India: New English lifestyle magazine for Muslims

The new title, Muallim, which is being touted as the first English language lifestyle magazine for Muslims in the country, will hit the newsstands in May.

The Mumbai-based media house, Maxim Media, will launch an English monthly lifestyle magazine, titled Muallim, in May. Muallim, which means tutor, is being promoted as the first English language monthly lifestyle magazine for Muslims.

Muallim is Maxim Media’s maiden venture. The group also plans to launch a daily newspaper, along with a 24-hour news channel for Indian Muslims.

The magazine is being introduced to help its readers clear misconceptions about the religion. As of now, it will be available in Mumbai and its suburbs in Muslim majority areas. The group will launch the magazine with an initial print run of only 3,000 copies; it has a cover price of Rs 50.

The target readers of Muallim include businessmen, corporate professionals, housewives and college students, those in the age group of 15-50 years, of the Muslim community and well versed in the English language. The content mix of the magazine will have a mix of spirituality and contemporary affairs, as well as profiles of Muslim achievers in business or corporate careers.

Talking about the reason behind the launch, Z F Nomani, director, marketing, Maxim Media, says, “There are several magazines in Urdu, but not a single English magazine which imparts Islamic knowledge and focuses on contemporary positive affairs. Hence, we have taken this initiative to launch India’s first Muslim lifestyle magazine in English. Another reason is that there are many literatures available in Urdu language, but not many in English. Muslims who are comfortable in English will find ‘Muallim’ convenient to grasp the message of Islam and recent positive developments of the community.”
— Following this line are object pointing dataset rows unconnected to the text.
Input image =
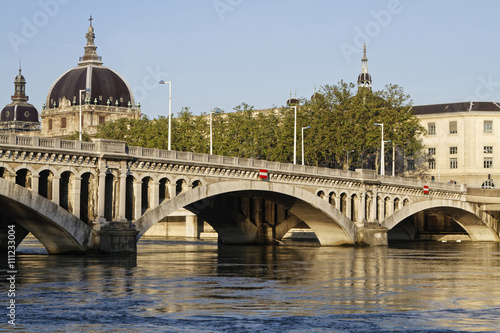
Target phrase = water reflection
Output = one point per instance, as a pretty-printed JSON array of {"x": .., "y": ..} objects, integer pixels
[{"x": 200, "y": 286}]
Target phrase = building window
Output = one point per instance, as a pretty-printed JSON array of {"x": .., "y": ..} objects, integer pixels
[
  {"x": 488, "y": 126},
  {"x": 453, "y": 127},
  {"x": 431, "y": 128},
  {"x": 432, "y": 164},
  {"x": 488, "y": 162},
  {"x": 488, "y": 184},
  {"x": 411, "y": 165},
  {"x": 453, "y": 163}
]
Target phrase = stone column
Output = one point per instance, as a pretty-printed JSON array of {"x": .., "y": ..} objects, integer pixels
[
  {"x": 35, "y": 183},
  {"x": 155, "y": 192},
  {"x": 389, "y": 210},
  {"x": 373, "y": 213},
  {"x": 56, "y": 196},
  {"x": 122, "y": 203},
  {"x": 77, "y": 186},
  {"x": 137, "y": 199},
  {"x": 381, "y": 209},
  {"x": 337, "y": 202},
  {"x": 348, "y": 207},
  {"x": 362, "y": 208},
  {"x": 101, "y": 197},
  {"x": 192, "y": 229},
  {"x": 172, "y": 189}
]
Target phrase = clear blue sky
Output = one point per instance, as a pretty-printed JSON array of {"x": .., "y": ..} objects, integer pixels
[{"x": 220, "y": 53}]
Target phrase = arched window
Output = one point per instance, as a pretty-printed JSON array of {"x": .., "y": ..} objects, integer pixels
[{"x": 488, "y": 184}]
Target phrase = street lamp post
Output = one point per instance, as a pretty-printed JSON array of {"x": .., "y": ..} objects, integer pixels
[
  {"x": 216, "y": 111},
  {"x": 303, "y": 128},
  {"x": 349, "y": 151},
  {"x": 80, "y": 122},
  {"x": 169, "y": 112},
  {"x": 382, "y": 157},
  {"x": 295, "y": 135}
]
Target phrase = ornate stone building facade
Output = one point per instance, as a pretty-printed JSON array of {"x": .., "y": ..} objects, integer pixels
[
  {"x": 461, "y": 144},
  {"x": 90, "y": 93}
]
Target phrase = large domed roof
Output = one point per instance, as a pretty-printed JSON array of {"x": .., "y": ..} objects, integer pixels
[
  {"x": 100, "y": 82},
  {"x": 104, "y": 84}
]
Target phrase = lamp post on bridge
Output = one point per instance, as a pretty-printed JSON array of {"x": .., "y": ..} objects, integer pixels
[
  {"x": 295, "y": 134},
  {"x": 303, "y": 128},
  {"x": 216, "y": 111},
  {"x": 382, "y": 157},
  {"x": 169, "y": 112},
  {"x": 349, "y": 151},
  {"x": 80, "y": 121}
]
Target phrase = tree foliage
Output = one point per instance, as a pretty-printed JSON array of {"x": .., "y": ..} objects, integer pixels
[{"x": 341, "y": 120}]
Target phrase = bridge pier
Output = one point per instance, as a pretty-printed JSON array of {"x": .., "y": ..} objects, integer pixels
[
  {"x": 372, "y": 235},
  {"x": 114, "y": 237}
]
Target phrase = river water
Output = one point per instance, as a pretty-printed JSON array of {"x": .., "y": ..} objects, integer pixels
[{"x": 199, "y": 286}]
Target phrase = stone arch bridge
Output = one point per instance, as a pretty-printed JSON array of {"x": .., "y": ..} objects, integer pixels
[{"x": 104, "y": 195}]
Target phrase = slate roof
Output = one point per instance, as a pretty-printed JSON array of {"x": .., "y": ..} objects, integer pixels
[{"x": 456, "y": 107}]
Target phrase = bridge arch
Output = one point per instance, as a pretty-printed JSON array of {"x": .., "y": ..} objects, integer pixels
[
  {"x": 330, "y": 225},
  {"x": 57, "y": 229},
  {"x": 462, "y": 212}
]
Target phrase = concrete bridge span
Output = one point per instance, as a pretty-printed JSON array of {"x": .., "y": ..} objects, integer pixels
[
  {"x": 104, "y": 195},
  {"x": 330, "y": 225},
  {"x": 57, "y": 229}
]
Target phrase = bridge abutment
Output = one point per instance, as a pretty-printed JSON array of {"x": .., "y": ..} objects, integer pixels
[
  {"x": 114, "y": 238},
  {"x": 372, "y": 235}
]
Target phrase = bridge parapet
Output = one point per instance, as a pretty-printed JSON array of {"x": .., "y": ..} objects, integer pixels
[{"x": 277, "y": 170}]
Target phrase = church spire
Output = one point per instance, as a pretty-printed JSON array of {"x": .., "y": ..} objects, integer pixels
[
  {"x": 20, "y": 88},
  {"x": 90, "y": 56},
  {"x": 364, "y": 79}
]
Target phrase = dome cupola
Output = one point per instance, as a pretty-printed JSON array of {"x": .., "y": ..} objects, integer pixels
[
  {"x": 102, "y": 85},
  {"x": 19, "y": 116},
  {"x": 86, "y": 96}
]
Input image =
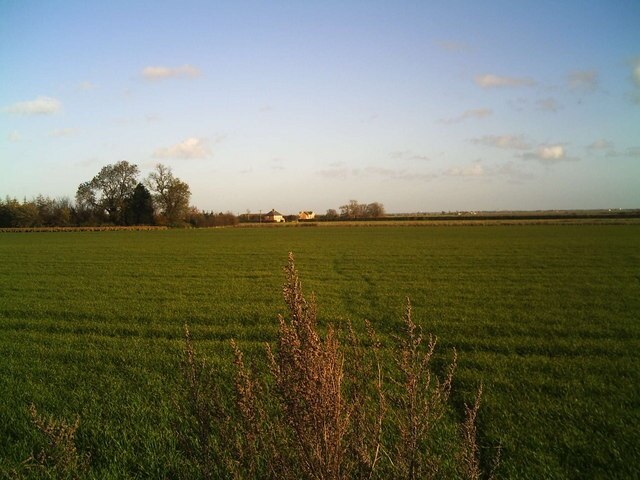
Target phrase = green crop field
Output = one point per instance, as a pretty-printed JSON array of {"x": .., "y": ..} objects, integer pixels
[{"x": 547, "y": 317}]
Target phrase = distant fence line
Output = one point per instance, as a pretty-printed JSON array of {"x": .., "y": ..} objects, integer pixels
[{"x": 82, "y": 229}]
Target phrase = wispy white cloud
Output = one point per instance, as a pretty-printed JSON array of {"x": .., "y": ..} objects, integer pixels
[
  {"x": 601, "y": 145},
  {"x": 631, "y": 152},
  {"x": 14, "y": 136},
  {"x": 190, "y": 148},
  {"x": 467, "y": 114},
  {"x": 513, "y": 142},
  {"x": 585, "y": 80},
  {"x": 490, "y": 80},
  {"x": 407, "y": 155},
  {"x": 38, "y": 106},
  {"x": 161, "y": 73},
  {"x": 548, "y": 154},
  {"x": 512, "y": 172},
  {"x": 548, "y": 105},
  {"x": 62, "y": 132},
  {"x": 473, "y": 170}
]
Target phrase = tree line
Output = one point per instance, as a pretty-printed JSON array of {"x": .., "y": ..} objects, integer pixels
[
  {"x": 115, "y": 196},
  {"x": 355, "y": 210}
]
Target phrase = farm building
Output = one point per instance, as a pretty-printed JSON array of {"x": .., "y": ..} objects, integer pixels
[
  {"x": 306, "y": 215},
  {"x": 273, "y": 216}
]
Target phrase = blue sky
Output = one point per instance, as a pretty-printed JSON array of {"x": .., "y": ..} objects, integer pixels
[{"x": 423, "y": 106}]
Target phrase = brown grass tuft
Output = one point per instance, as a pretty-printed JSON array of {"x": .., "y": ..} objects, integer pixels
[{"x": 326, "y": 410}]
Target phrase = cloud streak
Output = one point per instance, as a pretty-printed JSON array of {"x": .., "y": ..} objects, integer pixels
[
  {"x": 161, "y": 73},
  {"x": 474, "y": 170},
  {"x": 190, "y": 148},
  {"x": 38, "y": 106},
  {"x": 510, "y": 142},
  {"x": 585, "y": 80},
  {"x": 477, "y": 113},
  {"x": 490, "y": 80},
  {"x": 548, "y": 154}
]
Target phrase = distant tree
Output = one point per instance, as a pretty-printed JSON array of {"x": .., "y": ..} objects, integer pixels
[
  {"x": 107, "y": 193},
  {"x": 203, "y": 219},
  {"x": 353, "y": 210},
  {"x": 331, "y": 214},
  {"x": 374, "y": 210},
  {"x": 139, "y": 209},
  {"x": 170, "y": 194}
]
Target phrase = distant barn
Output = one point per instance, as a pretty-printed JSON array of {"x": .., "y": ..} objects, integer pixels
[
  {"x": 274, "y": 216},
  {"x": 306, "y": 215}
]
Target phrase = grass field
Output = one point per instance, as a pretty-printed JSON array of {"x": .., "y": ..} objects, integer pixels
[{"x": 546, "y": 316}]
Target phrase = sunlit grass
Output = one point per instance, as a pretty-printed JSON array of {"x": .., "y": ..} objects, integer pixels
[{"x": 545, "y": 316}]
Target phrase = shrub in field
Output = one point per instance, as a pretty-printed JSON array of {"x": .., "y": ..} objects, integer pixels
[
  {"x": 59, "y": 457},
  {"x": 327, "y": 409}
]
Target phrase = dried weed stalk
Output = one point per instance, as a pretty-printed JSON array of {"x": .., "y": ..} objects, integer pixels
[
  {"x": 326, "y": 412},
  {"x": 59, "y": 457}
]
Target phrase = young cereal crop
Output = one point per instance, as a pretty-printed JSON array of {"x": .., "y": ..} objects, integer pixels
[{"x": 544, "y": 316}]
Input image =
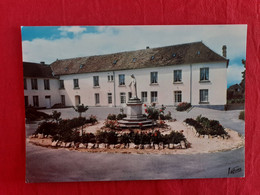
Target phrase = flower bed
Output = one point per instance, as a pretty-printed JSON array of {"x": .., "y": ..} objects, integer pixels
[{"x": 112, "y": 139}]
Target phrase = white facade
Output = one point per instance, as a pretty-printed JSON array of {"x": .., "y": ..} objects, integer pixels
[
  {"x": 47, "y": 96},
  {"x": 210, "y": 91}
]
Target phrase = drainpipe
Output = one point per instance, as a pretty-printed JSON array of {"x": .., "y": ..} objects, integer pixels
[
  {"x": 190, "y": 83},
  {"x": 114, "y": 88}
]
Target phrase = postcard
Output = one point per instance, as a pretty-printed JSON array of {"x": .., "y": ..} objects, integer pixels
[{"x": 109, "y": 103}]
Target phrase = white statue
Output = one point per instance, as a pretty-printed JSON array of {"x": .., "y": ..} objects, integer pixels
[{"x": 133, "y": 87}]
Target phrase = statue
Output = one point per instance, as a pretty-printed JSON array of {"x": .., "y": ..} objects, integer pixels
[{"x": 132, "y": 85}]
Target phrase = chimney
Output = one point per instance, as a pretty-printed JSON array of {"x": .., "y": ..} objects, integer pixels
[{"x": 224, "y": 51}]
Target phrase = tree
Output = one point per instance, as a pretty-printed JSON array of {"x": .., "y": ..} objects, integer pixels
[
  {"x": 56, "y": 116},
  {"x": 80, "y": 109},
  {"x": 242, "y": 83}
]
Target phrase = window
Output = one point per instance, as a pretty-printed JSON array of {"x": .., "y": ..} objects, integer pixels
[
  {"x": 97, "y": 101},
  {"x": 204, "y": 74},
  {"x": 35, "y": 101},
  {"x": 154, "y": 77},
  {"x": 122, "y": 98},
  {"x": 46, "y": 84},
  {"x": 77, "y": 100},
  {"x": 24, "y": 83},
  {"x": 95, "y": 81},
  {"x": 177, "y": 96},
  {"x": 121, "y": 79},
  {"x": 154, "y": 96},
  {"x": 177, "y": 75},
  {"x": 110, "y": 78},
  {"x": 34, "y": 84},
  {"x": 26, "y": 102},
  {"x": 144, "y": 96},
  {"x": 129, "y": 95},
  {"x": 204, "y": 95},
  {"x": 62, "y": 84},
  {"x": 76, "y": 83},
  {"x": 63, "y": 102},
  {"x": 109, "y": 98}
]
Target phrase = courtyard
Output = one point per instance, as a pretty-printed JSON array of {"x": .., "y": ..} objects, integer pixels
[{"x": 66, "y": 165}]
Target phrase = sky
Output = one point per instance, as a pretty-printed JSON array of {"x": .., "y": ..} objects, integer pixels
[{"x": 48, "y": 43}]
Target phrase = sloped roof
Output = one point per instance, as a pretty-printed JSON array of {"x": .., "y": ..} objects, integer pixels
[
  {"x": 31, "y": 69},
  {"x": 187, "y": 53}
]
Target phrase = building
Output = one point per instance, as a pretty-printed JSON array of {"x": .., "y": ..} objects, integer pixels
[
  {"x": 41, "y": 88},
  {"x": 169, "y": 75}
]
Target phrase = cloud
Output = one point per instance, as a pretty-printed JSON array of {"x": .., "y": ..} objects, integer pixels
[
  {"x": 71, "y": 29},
  {"x": 110, "y": 39},
  {"x": 234, "y": 74}
]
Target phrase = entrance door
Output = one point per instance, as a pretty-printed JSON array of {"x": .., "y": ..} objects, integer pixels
[
  {"x": 48, "y": 101},
  {"x": 77, "y": 100}
]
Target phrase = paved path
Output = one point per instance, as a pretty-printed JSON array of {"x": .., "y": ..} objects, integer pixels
[{"x": 53, "y": 165}]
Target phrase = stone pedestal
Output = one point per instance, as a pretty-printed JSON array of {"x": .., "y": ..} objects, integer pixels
[{"x": 135, "y": 117}]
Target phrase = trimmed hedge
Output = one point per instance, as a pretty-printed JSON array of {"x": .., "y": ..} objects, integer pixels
[
  {"x": 204, "y": 126},
  {"x": 183, "y": 106}
]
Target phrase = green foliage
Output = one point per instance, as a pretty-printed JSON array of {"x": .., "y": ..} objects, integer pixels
[
  {"x": 153, "y": 112},
  {"x": 80, "y": 109},
  {"x": 120, "y": 116},
  {"x": 112, "y": 124},
  {"x": 242, "y": 115},
  {"x": 125, "y": 138},
  {"x": 204, "y": 126},
  {"x": 111, "y": 117},
  {"x": 47, "y": 128},
  {"x": 56, "y": 116},
  {"x": 183, "y": 106},
  {"x": 112, "y": 137},
  {"x": 88, "y": 138},
  {"x": 32, "y": 114}
]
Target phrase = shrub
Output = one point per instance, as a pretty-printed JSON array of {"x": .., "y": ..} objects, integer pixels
[
  {"x": 80, "y": 109},
  {"x": 120, "y": 116},
  {"x": 101, "y": 136},
  {"x": 88, "y": 138},
  {"x": 174, "y": 137},
  {"x": 111, "y": 137},
  {"x": 168, "y": 116},
  {"x": 154, "y": 113},
  {"x": 242, "y": 115},
  {"x": 183, "y": 106},
  {"x": 125, "y": 138},
  {"x": 32, "y": 114},
  {"x": 204, "y": 126},
  {"x": 113, "y": 124},
  {"x": 92, "y": 119},
  {"x": 156, "y": 137},
  {"x": 47, "y": 128},
  {"x": 111, "y": 117}
]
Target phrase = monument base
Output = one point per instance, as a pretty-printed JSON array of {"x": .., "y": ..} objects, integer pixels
[{"x": 135, "y": 117}]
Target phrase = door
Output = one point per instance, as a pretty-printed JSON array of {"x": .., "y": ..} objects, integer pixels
[{"x": 48, "y": 101}]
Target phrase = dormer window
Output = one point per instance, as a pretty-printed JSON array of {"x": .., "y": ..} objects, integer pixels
[{"x": 115, "y": 61}]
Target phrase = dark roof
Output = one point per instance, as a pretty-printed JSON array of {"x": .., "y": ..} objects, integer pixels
[
  {"x": 234, "y": 87},
  {"x": 31, "y": 69},
  {"x": 187, "y": 53}
]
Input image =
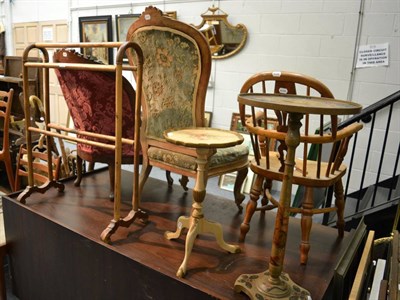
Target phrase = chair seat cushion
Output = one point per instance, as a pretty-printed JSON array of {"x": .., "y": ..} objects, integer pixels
[{"x": 224, "y": 156}]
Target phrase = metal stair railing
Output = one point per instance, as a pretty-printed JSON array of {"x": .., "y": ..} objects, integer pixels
[{"x": 383, "y": 108}]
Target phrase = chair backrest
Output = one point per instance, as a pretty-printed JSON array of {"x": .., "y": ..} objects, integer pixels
[
  {"x": 282, "y": 82},
  {"x": 294, "y": 83},
  {"x": 90, "y": 97},
  {"x": 177, "y": 64},
  {"x": 39, "y": 165},
  {"x": 5, "y": 117}
]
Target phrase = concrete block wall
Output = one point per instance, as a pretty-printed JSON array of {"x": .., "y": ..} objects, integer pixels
[{"x": 317, "y": 38}]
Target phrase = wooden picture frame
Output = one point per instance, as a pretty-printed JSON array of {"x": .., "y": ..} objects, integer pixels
[
  {"x": 207, "y": 118},
  {"x": 171, "y": 14},
  {"x": 96, "y": 29},
  {"x": 122, "y": 24}
]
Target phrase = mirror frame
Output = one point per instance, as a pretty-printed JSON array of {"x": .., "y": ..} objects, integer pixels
[{"x": 216, "y": 14}]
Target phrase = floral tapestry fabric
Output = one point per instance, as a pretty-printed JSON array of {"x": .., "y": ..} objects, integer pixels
[{"x": 170, "y": 79}]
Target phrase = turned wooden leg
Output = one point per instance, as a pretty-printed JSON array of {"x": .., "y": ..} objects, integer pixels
[
  {"x": 79, "y": 171},
  {"x": 111, "y": 174},
  {"x": 339, "y": 202},
  {"x": 306, "y": 223},
  {"x": 267, "y": 186},
  {"x": 170, "y": 180},
  {"x": 184, "y": 181},
  {"x": 239, "y": 197},
  {"x": 144, "y": 174},
  {"x": 9, "y": 170},
  {"x": 251, "y": 206}
]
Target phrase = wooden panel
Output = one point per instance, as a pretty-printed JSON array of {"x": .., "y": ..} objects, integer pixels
[{"x": 71, "y": 261}]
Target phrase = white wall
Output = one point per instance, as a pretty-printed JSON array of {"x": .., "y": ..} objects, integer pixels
[{"x": 316, "y": 37}]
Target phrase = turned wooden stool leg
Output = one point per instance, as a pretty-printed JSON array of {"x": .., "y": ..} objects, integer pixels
[
  {"x": 339, "y": 202},
  {"x": 111, "y": 174},
  {"x": 306, "y": 223},
  {"x": 251, "y": 206},
  {"x": 267, "y": 186},
  {"x": 79, "y": 171},
  {"x": 239, "y": 197}
]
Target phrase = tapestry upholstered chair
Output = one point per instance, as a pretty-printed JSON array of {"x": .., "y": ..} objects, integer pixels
[
  {"x": 177, "y": 64},
  {"x": 320, "y": 165},
  {"x": 6, "y": 99},
  {"x": 90, "y": 97}
]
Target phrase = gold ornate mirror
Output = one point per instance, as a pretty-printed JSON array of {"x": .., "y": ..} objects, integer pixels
[{"x": 225, "y": 39}]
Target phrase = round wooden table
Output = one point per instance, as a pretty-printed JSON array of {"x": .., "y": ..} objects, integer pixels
[
  {"x": 205, "y": 141},
  {"x": 273, "y": 283}
]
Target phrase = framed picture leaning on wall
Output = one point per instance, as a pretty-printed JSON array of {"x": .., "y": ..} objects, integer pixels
[
  {"x": 122, "y": 24},
  {"x": 97, "y": 29}
]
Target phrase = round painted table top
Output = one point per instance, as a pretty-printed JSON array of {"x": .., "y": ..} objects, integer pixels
[
  {"x": 300, "y": 104},
  {"x": 203, "y": 137}
]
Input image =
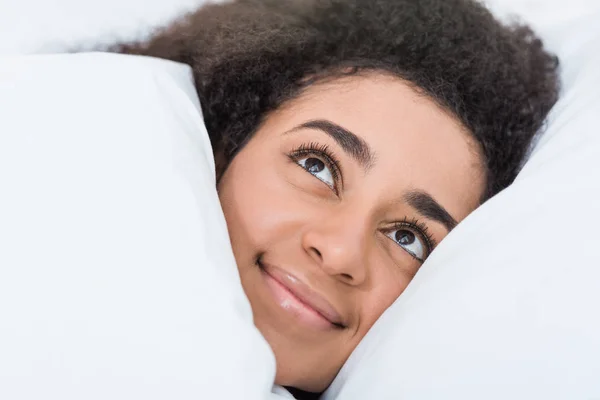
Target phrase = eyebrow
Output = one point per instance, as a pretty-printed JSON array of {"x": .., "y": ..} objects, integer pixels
[
  {"x": 428, "y": 207},
  {"x": 353, "y": 145}
]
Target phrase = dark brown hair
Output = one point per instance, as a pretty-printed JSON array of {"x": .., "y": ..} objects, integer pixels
[{"x": 251, "y": 56}]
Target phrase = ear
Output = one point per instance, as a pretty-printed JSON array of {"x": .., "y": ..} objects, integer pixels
[{"x": 220, "y": 163}]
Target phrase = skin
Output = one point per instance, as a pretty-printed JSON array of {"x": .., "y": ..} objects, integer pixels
[{"x": 290, "y": 227}]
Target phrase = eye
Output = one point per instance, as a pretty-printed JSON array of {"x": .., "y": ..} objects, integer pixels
[
  {"x": 415, "y": 243},
  {"x": 319, "y": 169}
]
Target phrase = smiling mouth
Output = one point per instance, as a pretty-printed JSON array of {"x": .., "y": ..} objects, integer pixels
[{"x": 298, "y": 299}]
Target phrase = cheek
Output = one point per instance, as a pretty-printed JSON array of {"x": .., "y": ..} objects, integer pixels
[
  {"x": 259, "y": 206},
  {"x": 387, "y": 285}
]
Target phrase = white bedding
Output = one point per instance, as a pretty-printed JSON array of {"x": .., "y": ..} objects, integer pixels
[
  {"x": 506, "y": 307},
  {"x": 117, "y": 280}
]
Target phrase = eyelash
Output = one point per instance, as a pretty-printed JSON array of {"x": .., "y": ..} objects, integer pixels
[
  {"x": 322, "y": 152},
  {"x": 421, "y": 229}
]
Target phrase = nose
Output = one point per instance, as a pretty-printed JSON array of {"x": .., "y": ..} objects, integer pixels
[{"x": 338, "y": 244}]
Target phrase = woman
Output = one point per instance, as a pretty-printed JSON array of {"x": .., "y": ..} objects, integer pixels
[{"x": 351, "y": 136}]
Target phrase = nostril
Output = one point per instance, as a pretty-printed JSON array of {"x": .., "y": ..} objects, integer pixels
[{"x": 317, "y": 252}]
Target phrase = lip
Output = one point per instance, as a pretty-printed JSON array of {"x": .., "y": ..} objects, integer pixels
[{"x": 309, "y": 299}]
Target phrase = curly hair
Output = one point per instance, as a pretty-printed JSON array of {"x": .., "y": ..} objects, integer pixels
[{"x": 251, "y": 56}]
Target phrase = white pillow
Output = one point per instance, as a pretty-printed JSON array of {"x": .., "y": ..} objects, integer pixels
[
  {"x": 117, "y": 279},
  {"x": 42, "y": 26},
  {"x": 507, "y": 307}
]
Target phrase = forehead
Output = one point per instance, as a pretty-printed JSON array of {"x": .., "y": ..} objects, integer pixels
[{"x": 416, "y": 144}]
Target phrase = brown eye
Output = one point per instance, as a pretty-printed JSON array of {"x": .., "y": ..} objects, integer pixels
[
  {"x": 410, "y": 242},
  {"x": 319, "y": 169},
  {"x": 314, "y": 165},
  {"x": 405, "y": 238}
]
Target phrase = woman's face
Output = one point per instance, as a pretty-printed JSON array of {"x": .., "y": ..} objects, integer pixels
[{"x": 333, "y": 206}]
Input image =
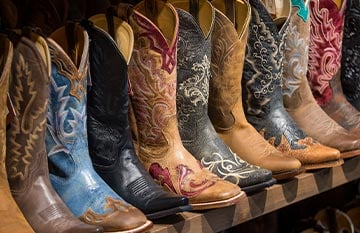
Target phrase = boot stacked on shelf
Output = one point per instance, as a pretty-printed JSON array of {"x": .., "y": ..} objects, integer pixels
[
  {"x": 262, "y": 95},
  {"x": 71, "y": 169},
  {"x": 193, "y": 75},
  {"x": 110, "y": 141},
  {"x": 12, "y": 219},
  {"x": 298, "y": 99},
  {"x": 225, "y": 103},
  {"x": 152, "y": 73},
  {"x": 26, "y": 158},
  {"x": 219, "y": 98},
  {"x": 350, "y": 69},
  {"x": 327, "y": 19}
]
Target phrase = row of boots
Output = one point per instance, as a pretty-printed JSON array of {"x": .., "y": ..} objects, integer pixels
[{"x": 140, "y": 112}]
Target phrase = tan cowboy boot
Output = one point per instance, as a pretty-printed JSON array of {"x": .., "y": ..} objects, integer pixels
[
  {"x": 26, "y": 160},
  {"x": 225, "y": 103},
  {"x": 262, "y": 89},
  {"x": 12, "y": 220},
  {"x": 298, "y": 99},
  {"x": 152, "y": 72}
]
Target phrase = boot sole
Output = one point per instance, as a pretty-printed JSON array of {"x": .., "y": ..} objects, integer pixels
[
  {"x": 328, "y": 164},
  {"x": 141, "y": 229},
  {"x": 219, "y": 204},
  {"x": 289, "y": 174},
  {"x": 168, "y": 212},
  {"x": 257, "y": 187},
  {"x": 349, "y": 154}
]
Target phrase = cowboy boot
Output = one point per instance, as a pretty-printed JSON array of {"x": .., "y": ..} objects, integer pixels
[
  {"x": 66, "y": 139},
  {"x": 193, "y": 73},
  {"x": 262, "y": 95},
  {"x": 26, "y": 159},
  {"x": 326, "y": 31},
  {"x": 350, "y": 70},
  {"x": 298, "y": 99},
  {"x": 12, "y": 220},
  {"x": 225, "y": 103},
  {"x": 152, "y": 73},
  {"x": 110, "y": 141}
]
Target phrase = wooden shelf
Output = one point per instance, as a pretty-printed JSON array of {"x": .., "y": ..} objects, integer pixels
[{"x": 273, "y": 198}]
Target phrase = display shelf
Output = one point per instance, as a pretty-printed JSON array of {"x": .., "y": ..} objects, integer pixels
[{"x": 273, "y": 198}]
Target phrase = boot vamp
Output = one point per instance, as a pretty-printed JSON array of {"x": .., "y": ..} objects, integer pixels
[
  {"x": 129, "y": 178},
  {"x": 215, "y": 155},
  {"x": 249, "y": 145}
]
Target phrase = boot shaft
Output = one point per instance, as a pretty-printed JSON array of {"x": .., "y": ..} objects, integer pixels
[
  {"x": 6, "y": 51},
  {"x": 193, "y": 67},
  {"x": 350, "y": 70},
  {"x": 152, "y": 72},
  {"x": 326, "y": 32},
  {"x": 263, "y": 67},
  {"x": 227, "y": 59},
  {"x": 67, "y": 110},
  {"x": 29, "y": 90},
  {"x": 296, "y": 57}
]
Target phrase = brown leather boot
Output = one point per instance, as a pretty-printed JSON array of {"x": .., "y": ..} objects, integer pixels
[
  {"x": 152, "y": 72},
  {"x": 298, "y": 99},
  {"x": 326, "y": 33},
  {"x": 26, "y": 160},
  {"x": 225, "y": 103},
  {"x": 12, "y": 220}
]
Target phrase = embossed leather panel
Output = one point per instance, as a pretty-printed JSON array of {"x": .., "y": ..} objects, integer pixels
[
  {"x": 262, "y": 95},
  {"x": 66, "y": 142},
  {"x": 152, "y": 72},
  {"x": 197, "y": 133},
  {"x": 298, "y": 99}
]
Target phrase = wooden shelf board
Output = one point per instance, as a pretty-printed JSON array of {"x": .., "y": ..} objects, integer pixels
[{"x": 273, "y": 198}]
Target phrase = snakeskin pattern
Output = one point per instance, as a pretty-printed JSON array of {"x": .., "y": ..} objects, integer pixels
[
  {"x": 197, "y": 133},
  {"x": 296, "y": 50},
  {"x": 154, "y": 101},
  {"x": 326, "y": 34},
  {"x": 350, "y": 69}
]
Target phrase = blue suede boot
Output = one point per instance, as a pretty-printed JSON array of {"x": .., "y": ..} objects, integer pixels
[{"x": 72, "y": 173}]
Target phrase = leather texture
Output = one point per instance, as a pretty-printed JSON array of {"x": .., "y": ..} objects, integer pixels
[
  {"x": 110, "y": 141},
  {"x": 225, "y": 103},
  {"x": 326, "y": 32},
  {"x": 26, "y": 160},
  {"x": 298, "y": 99},
  {"x": 193, "y": 74},
  {"x": 152, "y": 73},
  {"x": 262, "y": 95},
  {"x": 71, "y": 170},
  {"x": 350, "y": 70},
  {"x": 12, "y": 219}
]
Interestingly, the magazine has a very specific advertiser profile. It will carry advertisements of only those companies which have Shariah compliant businesses. The magazine will not carry ads of companies from the banking sector, entertainment industry, and alcohol and tobacco products, among others.

Instead, as of now, the magazine will depend on local ads of brands owned and managed by Muslims. Going forward, once the first issue is out, it will approach certain corporate sectors for branding. “Gradually, Muallim will become a platform for advertisers to tap Muslims, which approximately accounts for 15 per cent of Indian consumers,” shares Nomani.

In an official communiqué, Maulana Ubaidur Rahaman Qasmi, editor-in-chief, Muallim, who is also a member of Islamic Investment and Finance Board of India and Alim from Darul Uloom Deoband, says, “Articles in Muallim will be based on Islamic theology and Muslim contemporary affairs.”

Appreciating the concept, Hazrat Rabey Hasan Nadawi, president, All Indian Muslim Personal Law Board, says, “The time is apt as there is a dearth of such literature which focuses on Islamic upbringing and on contemporary issues.”

The inaugural edition of the magazine will have 48 pages of content, which will be further increased based on the requirement.